Conditions of Knowledge: Photographic Material and the Process of Order

  • Joanna Vestey

    Student thesis: Doctoral Thesis

    Abstract

    This thesis deals with photography and its relationship to the condition of knowledge. With the discovery of photography in the 1830s came the promise of a new visual language, the creation of a new visual order and the proposition of a new way of ‘knowing’. Here, I identify that the advent of the microchip brought in similarly seismic social, cultural and technological changes, the magnitude of which compares to that earlier seismic change and is like no other development since. Through positioning photography as inherently bound up with these transformational moments, my research asks: what can the medium itself be tasked to reveal about them, and can I find a photographic form
    to speak of these transformations? Where it was initially feared that the latter paradigm shift would bring about an obsolescence or a ‘death’ of the medium, instead we find ourselves increasingly deluged by ubiquitous imagery and information in a time increasingly referred to as after, beyond or post-photographic.

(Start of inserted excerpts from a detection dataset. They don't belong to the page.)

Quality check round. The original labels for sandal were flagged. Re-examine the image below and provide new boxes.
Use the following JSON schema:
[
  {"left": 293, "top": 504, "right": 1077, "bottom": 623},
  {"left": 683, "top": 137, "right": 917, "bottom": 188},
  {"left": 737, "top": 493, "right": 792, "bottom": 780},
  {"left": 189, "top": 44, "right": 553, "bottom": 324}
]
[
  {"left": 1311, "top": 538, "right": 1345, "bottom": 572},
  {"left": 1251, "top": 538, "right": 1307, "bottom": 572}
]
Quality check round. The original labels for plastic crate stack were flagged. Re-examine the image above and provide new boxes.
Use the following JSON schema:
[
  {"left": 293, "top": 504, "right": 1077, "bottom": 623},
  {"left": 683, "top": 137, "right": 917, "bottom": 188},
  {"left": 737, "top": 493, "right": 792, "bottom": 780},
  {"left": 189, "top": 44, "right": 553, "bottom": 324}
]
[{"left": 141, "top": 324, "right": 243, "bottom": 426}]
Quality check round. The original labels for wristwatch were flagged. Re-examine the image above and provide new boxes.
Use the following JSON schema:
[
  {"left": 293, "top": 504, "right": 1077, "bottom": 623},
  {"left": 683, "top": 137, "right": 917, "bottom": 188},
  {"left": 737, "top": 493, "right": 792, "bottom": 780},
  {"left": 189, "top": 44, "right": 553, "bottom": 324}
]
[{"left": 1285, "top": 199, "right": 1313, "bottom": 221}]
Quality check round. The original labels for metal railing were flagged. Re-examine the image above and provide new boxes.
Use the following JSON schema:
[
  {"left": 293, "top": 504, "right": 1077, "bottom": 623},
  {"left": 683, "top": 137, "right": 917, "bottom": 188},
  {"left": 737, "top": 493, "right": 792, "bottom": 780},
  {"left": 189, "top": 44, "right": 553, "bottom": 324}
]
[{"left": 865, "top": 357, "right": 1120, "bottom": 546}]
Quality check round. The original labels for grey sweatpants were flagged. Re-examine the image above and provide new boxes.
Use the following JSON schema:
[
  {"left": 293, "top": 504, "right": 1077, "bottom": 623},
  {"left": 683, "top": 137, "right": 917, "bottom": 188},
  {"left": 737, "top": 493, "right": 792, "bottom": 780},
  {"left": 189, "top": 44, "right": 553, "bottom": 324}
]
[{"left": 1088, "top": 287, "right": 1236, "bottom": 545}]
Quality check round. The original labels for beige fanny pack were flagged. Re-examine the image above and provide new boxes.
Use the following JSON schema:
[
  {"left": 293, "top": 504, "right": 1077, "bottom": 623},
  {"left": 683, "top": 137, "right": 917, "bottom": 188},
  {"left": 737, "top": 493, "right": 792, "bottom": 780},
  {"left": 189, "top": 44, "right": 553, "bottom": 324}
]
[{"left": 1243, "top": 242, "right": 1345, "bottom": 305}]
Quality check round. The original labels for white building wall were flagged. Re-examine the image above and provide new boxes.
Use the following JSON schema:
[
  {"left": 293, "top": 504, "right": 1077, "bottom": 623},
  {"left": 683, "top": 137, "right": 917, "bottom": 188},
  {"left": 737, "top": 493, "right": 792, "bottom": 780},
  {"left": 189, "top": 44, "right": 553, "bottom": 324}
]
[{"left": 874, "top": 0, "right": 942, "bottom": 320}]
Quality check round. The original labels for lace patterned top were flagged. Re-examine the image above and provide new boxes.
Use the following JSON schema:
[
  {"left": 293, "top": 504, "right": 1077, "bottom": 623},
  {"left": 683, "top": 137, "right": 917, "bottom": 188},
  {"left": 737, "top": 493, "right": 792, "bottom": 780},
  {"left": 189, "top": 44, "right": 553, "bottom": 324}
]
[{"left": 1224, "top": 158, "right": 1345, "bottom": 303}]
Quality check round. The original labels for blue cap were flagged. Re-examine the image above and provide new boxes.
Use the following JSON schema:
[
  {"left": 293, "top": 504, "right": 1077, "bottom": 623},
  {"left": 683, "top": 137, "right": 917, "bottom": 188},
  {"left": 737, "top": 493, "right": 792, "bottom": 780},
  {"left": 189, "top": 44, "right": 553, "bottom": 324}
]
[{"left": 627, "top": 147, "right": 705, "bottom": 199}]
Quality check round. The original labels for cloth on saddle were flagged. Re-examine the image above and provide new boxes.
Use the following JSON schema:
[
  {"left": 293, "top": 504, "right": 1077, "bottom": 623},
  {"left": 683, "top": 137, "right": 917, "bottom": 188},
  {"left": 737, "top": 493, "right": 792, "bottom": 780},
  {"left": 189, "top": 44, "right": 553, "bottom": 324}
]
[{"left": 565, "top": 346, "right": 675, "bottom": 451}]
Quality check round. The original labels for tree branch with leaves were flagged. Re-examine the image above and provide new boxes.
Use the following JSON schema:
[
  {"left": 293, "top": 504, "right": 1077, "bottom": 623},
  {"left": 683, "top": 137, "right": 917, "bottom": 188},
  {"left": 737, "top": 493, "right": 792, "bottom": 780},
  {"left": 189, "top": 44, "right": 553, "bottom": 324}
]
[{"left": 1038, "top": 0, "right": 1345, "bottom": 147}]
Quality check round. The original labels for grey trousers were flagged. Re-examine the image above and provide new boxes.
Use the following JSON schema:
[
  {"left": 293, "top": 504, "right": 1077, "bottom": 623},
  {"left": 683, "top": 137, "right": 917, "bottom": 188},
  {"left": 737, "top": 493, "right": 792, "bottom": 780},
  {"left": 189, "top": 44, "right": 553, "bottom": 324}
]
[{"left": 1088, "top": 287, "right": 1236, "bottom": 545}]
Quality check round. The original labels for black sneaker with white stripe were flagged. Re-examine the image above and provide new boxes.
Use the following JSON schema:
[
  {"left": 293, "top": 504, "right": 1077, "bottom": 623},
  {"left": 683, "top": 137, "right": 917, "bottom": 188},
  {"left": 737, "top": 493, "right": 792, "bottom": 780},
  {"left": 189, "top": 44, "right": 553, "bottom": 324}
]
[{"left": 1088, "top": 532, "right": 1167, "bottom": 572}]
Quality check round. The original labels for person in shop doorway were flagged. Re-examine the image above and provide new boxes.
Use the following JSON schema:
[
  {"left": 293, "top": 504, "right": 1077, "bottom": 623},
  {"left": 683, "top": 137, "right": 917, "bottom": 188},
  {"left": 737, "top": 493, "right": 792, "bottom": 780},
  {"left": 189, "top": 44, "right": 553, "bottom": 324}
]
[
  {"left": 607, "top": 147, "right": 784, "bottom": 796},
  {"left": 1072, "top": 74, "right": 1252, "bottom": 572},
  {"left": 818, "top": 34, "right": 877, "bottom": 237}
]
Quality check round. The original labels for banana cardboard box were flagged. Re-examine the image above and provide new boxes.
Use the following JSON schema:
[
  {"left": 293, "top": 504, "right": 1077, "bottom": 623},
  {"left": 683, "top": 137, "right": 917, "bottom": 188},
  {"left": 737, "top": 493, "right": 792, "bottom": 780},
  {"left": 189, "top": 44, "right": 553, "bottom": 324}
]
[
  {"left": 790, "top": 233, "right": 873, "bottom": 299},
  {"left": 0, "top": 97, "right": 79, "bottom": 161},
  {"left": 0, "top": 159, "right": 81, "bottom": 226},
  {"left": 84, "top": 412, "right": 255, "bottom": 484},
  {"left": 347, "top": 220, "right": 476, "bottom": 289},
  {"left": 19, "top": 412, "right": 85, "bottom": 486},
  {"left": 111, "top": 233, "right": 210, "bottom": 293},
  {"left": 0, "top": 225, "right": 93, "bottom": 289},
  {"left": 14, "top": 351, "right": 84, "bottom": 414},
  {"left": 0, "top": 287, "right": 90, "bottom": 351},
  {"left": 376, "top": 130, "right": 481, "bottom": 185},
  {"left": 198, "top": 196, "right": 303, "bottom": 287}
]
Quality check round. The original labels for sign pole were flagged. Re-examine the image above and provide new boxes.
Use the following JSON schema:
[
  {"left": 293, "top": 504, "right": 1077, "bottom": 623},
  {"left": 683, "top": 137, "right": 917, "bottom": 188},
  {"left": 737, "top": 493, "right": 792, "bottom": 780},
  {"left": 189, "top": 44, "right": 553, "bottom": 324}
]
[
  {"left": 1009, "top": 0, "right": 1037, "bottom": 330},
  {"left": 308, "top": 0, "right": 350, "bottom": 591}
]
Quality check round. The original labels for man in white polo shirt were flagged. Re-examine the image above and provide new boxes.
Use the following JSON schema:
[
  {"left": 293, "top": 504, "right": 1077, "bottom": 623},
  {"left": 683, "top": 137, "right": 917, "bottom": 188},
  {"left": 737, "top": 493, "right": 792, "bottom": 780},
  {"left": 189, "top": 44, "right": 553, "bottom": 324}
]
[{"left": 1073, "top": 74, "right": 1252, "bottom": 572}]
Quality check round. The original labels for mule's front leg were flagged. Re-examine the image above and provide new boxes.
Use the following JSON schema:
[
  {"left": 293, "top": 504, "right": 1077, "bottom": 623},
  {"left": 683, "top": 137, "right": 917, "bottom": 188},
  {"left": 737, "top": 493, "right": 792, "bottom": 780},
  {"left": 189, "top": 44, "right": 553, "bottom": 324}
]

    At the core of my argument, I identify a shift in material presence as being at the heart of the changes we are witnessing. My research takes Oxford, England as its focus, with its tangible structures of academia, from libraries and lecture theatres to repositories and cabinets, in speaking of the move from a print culture to the immaterial. In response I shape a line of enquiry that researches how knowledge is now ‘handled’ given the ephemeral nature of electronic media. William Henry Fox Talbot used an image from Oxford as the inaugural image in the first ever photographically illustrated book and this I take as my point of departure. I draw on Geoffrey Batchen’s research that
    specifically narrates the emergence of the medium, and use the work of Joan Fontcuberta to understand the position of photography now. I argue for a reading of this journey as being one of linear travel despite being punctuated by apparent ruptures. For this, I propose a return to the 1960s to understand
    the conceptual origins of photography rather than turning to the notion of the digital itself.
    Date of AwardDec 2018
    Original languageEnglish
    SupervisorMark Durden (Supervisor) & Lisa Barnard (Supervisor)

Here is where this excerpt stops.